For D&G, on the other hand, desire is a real and productive force. It is more akin to something like Nietzsche’s will to power or a general will to live. Desire is the motive force that gives machines their fuel. This leads to what they term as “desiring-production,” or an explanation of how machines are going to interact with later concepts in their theory like hylë/flows and coding/decoding.

A diagram of the psychoanalytic theater of consciousness
Rather than a theater of the mind, D&G envisioned the production of consciousness as the result of a complex process of desiring-production by many different machines.

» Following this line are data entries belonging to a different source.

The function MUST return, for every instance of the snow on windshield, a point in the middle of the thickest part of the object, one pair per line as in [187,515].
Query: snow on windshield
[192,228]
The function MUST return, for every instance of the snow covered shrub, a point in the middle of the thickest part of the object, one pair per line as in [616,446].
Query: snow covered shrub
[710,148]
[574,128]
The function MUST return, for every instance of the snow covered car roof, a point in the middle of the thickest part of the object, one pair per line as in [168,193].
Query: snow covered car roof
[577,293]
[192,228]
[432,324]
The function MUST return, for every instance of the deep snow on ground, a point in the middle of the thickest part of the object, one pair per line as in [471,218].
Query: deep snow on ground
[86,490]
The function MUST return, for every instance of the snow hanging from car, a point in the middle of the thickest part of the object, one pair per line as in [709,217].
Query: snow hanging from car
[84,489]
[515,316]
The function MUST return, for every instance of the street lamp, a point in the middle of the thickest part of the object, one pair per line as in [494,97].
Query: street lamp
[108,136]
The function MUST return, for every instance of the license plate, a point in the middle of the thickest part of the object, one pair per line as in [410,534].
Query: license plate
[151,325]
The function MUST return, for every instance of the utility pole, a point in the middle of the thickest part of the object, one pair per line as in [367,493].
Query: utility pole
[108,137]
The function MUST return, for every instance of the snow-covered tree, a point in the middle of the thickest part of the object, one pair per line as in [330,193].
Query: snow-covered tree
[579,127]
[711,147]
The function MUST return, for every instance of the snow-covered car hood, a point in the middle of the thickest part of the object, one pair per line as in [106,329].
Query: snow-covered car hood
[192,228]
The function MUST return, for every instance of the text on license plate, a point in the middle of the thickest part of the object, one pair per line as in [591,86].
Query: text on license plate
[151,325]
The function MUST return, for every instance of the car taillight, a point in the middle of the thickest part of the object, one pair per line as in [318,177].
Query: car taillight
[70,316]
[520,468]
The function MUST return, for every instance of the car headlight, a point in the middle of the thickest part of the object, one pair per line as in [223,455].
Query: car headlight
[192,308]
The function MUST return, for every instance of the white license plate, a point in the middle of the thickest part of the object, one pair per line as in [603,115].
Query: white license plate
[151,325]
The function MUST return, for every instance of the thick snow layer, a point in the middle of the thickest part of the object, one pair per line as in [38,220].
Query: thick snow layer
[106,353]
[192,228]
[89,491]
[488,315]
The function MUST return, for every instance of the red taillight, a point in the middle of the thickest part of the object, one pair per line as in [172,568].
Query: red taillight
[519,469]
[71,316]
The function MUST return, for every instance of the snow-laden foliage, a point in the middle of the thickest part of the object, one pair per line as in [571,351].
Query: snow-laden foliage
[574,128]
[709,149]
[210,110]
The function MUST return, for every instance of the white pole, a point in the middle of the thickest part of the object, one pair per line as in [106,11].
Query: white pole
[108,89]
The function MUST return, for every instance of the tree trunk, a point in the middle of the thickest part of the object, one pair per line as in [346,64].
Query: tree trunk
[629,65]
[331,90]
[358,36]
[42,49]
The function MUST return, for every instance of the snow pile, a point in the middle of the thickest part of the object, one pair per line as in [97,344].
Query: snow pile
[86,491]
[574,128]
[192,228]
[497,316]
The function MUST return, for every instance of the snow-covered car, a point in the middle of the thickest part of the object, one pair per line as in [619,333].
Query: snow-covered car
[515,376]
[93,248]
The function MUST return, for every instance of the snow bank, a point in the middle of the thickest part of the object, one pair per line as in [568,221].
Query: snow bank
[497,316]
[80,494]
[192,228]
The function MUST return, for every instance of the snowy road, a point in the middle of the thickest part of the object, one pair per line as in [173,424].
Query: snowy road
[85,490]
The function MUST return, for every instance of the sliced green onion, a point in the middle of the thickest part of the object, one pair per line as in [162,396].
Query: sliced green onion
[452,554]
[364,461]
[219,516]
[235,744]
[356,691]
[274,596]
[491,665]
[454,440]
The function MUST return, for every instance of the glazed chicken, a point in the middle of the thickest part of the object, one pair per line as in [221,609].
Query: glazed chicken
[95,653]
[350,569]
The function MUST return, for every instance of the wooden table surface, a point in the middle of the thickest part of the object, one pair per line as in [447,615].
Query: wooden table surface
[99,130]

For now, the important part to understand is that we must jettison the metaphysics of stasis and identity for one of dynamism. Nothing is what it is; things are instead made up of what they do (often many such things) that are motivated by this very real and motive force called “desire” that is not simply about obtaining what one wants but to possess, subsume, and integrate that into the thing itself. The entire operation of these two concepts creates the desiring-production, or a sort of social cosmology of everything about the world, from basic needs on up to the highest expressions of mass culture. And you can see this represented in everything not only from society but also nature.

Have you ever looked at a map of the blood vessels and capillaries in a human body? Have you ever looked at map of just rivers, creeks, and drainage basins on a continent? Don’t they look similar? What about the bare branches of a tree in winter? Starting to see these same patterns that appear at first chaotic? But are they really chaotic if the same general structure repeats over and over again throughout nature? Is that not some evidence that these patterns and structures are not only immanent but somehow also transcendent? And if so, why?

A map of United States water channels without labels.
Endlessly splitting fractals.

The reason, D&G want you to realize, is that the underlying machinic processes that give rise to human consciousness at all are the same processes that carve canyons out of rock or write symphonies or govern sewage systems or define entire systems of economic production: machines and desire.

So if you’ve come with me this far, this ends lesson one about machines and desires. Go out and look at the world, and tell me if you cannot see the machinic activity powered by desire.